Mick McGiven

Personal information
- Full name: Michael McGiven
- Date of birth: 7 February 1951 (age 74)
- Place of birth: Newcastle upon Tyne, England
- Height: 6 ft 0 in (1.83 m)
- Position(s): Defender

Youth career
- –: Sunderland

Senior career*
- Years: Team / Apps / (Gls)
- 1969–1974: Sunderland / 113 / (9)
- 1974–1978: West Ham United / 48 / (0)
- Total:  / 161 / (9)

= Mick McGiven =

English footballer

Mick McGiven (born 7 February 1951 in Newcastle upon Tyne) is a former professional footballer who played as a defender in the Football League for Sunderland and West Ham United. After retiring as a player he joined the coaching staff at West Ham United, then worked with Chelsea's youth team and served as assistant manager of Ipswich Town under John Lyall from 1990, helping Ipswich win promotion to the new FA Premier League as Second Division champions in 1992.

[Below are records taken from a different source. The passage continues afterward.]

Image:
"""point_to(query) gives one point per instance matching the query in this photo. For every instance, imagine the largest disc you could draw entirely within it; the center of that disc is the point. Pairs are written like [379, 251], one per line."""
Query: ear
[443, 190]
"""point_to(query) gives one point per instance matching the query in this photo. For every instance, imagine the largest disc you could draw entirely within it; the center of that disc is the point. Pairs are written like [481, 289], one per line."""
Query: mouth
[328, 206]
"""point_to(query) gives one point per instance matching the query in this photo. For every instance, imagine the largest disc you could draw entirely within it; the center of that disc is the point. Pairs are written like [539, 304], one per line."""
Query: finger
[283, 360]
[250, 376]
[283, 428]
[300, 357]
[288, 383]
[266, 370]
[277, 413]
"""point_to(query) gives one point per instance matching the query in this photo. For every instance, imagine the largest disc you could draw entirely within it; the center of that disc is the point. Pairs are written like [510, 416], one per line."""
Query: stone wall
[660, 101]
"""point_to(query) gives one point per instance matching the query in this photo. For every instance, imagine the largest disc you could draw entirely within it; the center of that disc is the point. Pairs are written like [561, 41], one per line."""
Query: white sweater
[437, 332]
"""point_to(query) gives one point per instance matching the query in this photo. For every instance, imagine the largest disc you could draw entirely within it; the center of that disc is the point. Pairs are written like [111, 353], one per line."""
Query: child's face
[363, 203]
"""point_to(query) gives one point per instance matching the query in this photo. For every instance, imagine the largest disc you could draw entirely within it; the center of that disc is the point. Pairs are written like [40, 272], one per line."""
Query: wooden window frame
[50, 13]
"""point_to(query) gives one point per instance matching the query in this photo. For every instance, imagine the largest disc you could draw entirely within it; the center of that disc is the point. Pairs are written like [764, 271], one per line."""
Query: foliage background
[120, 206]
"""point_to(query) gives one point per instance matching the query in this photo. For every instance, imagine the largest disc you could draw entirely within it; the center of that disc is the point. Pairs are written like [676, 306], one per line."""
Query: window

For the 1993-94 season, McGiven was named as head coach of Ipswich, although Lyall was still officially the club's manager. Ipswich started the season reasonably well, a notable success coming towards the end of November, when they travelled to Old Trafford to face defending champions and eventual double winners Manchester United in the league, and held the hosts to a goalless draw. However, Ipswich picked up just three points from their final 11 league games and only narrowly avoided relegation. For the 1994-95 season, Lyall reverted to having control of the first team, with McGiven once again serving as Lyall's assistant, but by the end of 1994 Lyall had resigned and McGiven had followed suit, as Ipswich headed towards relegation.

McGiven later returned to Chelsea where he performed a variety of roles with the club, including working as a scout. He retired from Chelsea in October 2018.